Lots of irrelevant details. Lots of memorization of things one needn't remember. Very little insight or skills one might actually use. My impression is that bad programmers can pass with a bit of practise. Perhaps more damning, great programmers could very well fail without practise.
Perhaps it's arrogant, but I have a hard time believing people who love programming spend their time on that. Not more than once or twice, anyway.
(I got pretty good scores, I'm not just angry about failing. I'm not alone either.)
So yes, reputation is the way to go :-)
"Your code should show that you are able to keep up with the times and you are making an effort to continue learning."
I offer a caveat of especial import to those of use who live and die by the browser-based UI. Keep up, but beware too early adoption of new technologies and standards.
One of the recurring themes in web development is the failure of browser manufacturers to deploy new releases that comply with new standards in an even remotely timely fashion. You MAY be well advised to learn a new standard early and play with it in the sandbox of an early-implementing browser, but take care not to "boldly go where no one has gone before" for deployment to production apps.

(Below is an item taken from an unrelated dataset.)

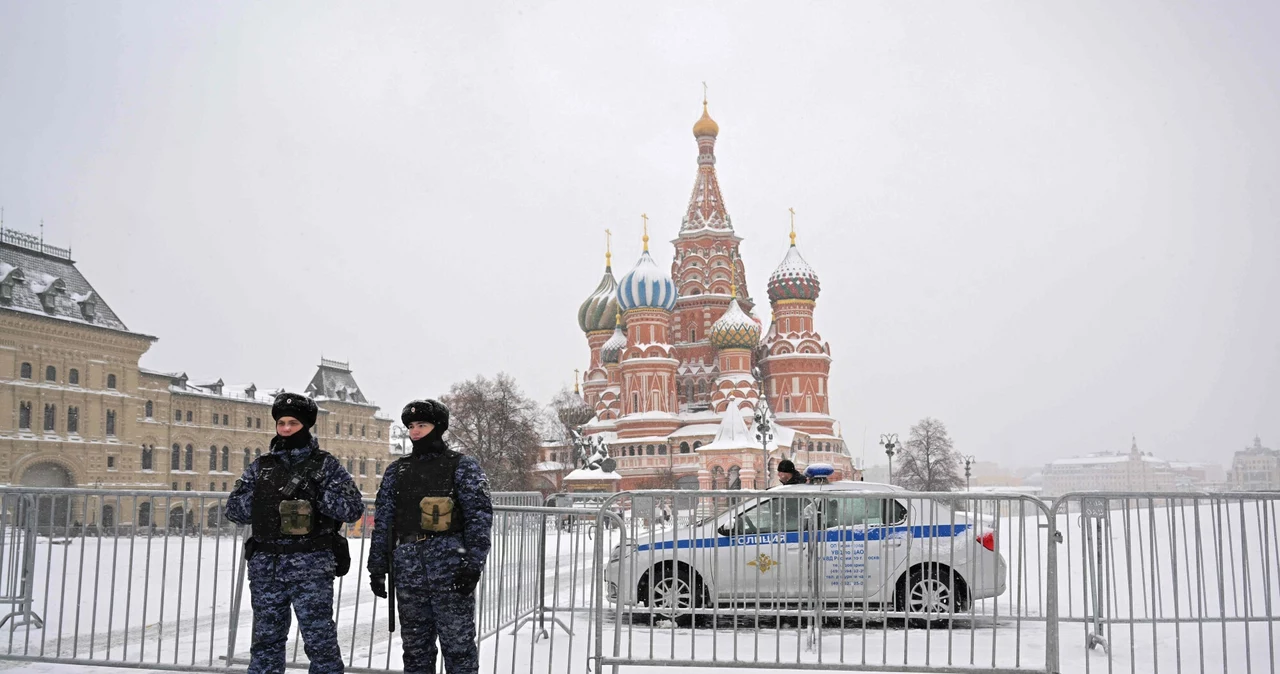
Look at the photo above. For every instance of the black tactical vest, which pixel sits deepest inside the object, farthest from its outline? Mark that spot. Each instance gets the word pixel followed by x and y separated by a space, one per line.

I know, there's an ideal of providing the latest technology and failing gracefully backwards to earlier standards in relatively more lame and halt browsers. However, embracing the bleeding edge, when there is only A browser deploying the newest features is ill-conceived. There's too much other stuff that needs doin', e.g., bug fixes, unimplemented TODOs, refactorings, etc. to justify providing the most perfectly new-&-improved feature set when it's only supported in the latest release of ONE browser. You might provide a limited in-house proof-of-concept or a demo for presentation at a convention (or on Hashnode) of the new features but not all-hands-on-deck for all new development.
Be certain the features that are new are truly worthy of the commitment to new learning and corresponding new practices...period. For instance, there are multimedia aspects of HTML5 that resolve long-standing complaints against technologies such as Flash. Without those virtues, I personally would not make the exchange for the formal, inarguable, canonical correctness of XHTML. HTML5 is in some ways a giant step backwards.
Keep up but don't overcommit to deploying new technologies too early. Don't even vaguely appear to be a lightweight distracted by flash-in-the-pan innovations. Adopt new ideas in a timely manner that reflects good judgment.